The microstress we create in other people often comes back to us in the form of eroded relationships and diminished trust. Plus, stressed colleagues rarely perform at their best, making it even more likely that you’ll find yourself needing to pick up the slack.
3. Make Technology Your Friend
There’s no denying that multiple forms of communication can add to our stress levels. When you are constantly interrupted by chat and email notifications, you inevitably find your focus slipping. But technology can be an ally as well as an enemy when it comes to microstress.
Small changes can make a big difference to your sense of control over your day. Muting notifications, making use of Slack/Teams/Google Chat statuses, setting up your calendar and out-of-office to communicate your working hours and availability – there is plenty you can do to make technology work harder for you and encourage better working practices in others too.
4. Rise Above
Unfortunately, there are times when no amount of clear communication or clever use of technology can eliminate a source of microstress from your life.
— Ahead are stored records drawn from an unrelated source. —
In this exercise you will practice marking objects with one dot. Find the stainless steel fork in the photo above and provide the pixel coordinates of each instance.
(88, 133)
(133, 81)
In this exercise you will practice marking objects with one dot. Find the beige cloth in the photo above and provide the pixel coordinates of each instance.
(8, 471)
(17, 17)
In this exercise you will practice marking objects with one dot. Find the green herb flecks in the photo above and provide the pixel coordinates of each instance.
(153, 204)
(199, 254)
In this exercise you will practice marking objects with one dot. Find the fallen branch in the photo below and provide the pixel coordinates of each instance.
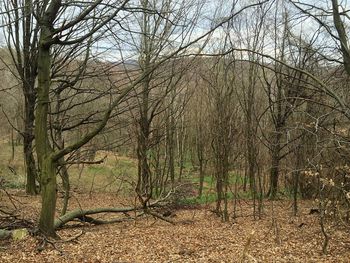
(154, 214)
(82, 214)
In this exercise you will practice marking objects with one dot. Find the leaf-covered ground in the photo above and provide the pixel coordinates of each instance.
(198, 236)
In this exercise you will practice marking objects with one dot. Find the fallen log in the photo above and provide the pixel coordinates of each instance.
(81, 214)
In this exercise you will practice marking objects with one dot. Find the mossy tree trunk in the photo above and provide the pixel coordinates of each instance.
(44, 151)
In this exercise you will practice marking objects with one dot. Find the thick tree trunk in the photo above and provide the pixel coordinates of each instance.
(48, 194)
(44, 151)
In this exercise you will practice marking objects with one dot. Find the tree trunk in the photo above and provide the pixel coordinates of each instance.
(28, 137)
(44, 151)
(48, 196)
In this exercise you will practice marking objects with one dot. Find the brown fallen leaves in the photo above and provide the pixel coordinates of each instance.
(205, 239)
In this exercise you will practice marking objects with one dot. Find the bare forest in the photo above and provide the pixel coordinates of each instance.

However, that doesn’t mean you are helpless. We have a degree of choice in how we react to microstress and sometimes the best option is simply to rise above some of them.
Being able to recognize microstresses helps here – when we become more aware of how they show up, it is easier to put things into perspective. It is a tactic that works best with those microstresses that have slightly less impact, instead of the ones that you identified at the start as taking the greatest toll on you.
You’ll also find it easier to rise above some microstresses if you feel a sense of purpose and meaning in your life, especially when this comes from several different places, not just from your work. Being able to focus on what matters to you in the bigger picture helps to put small stresses in their correct place.
That said, don’t expect to be able to rise above everything. It is better to remove microstresses when you can, or you are likely to find yourself back where you started.
Even tiny fleeting moments of stress can have a big impact on you life when it builds up over time. To prevent being overwhelmed, look to identify causes of microstress in your day and take steps to remove those you can, while keeping the rest in perspective.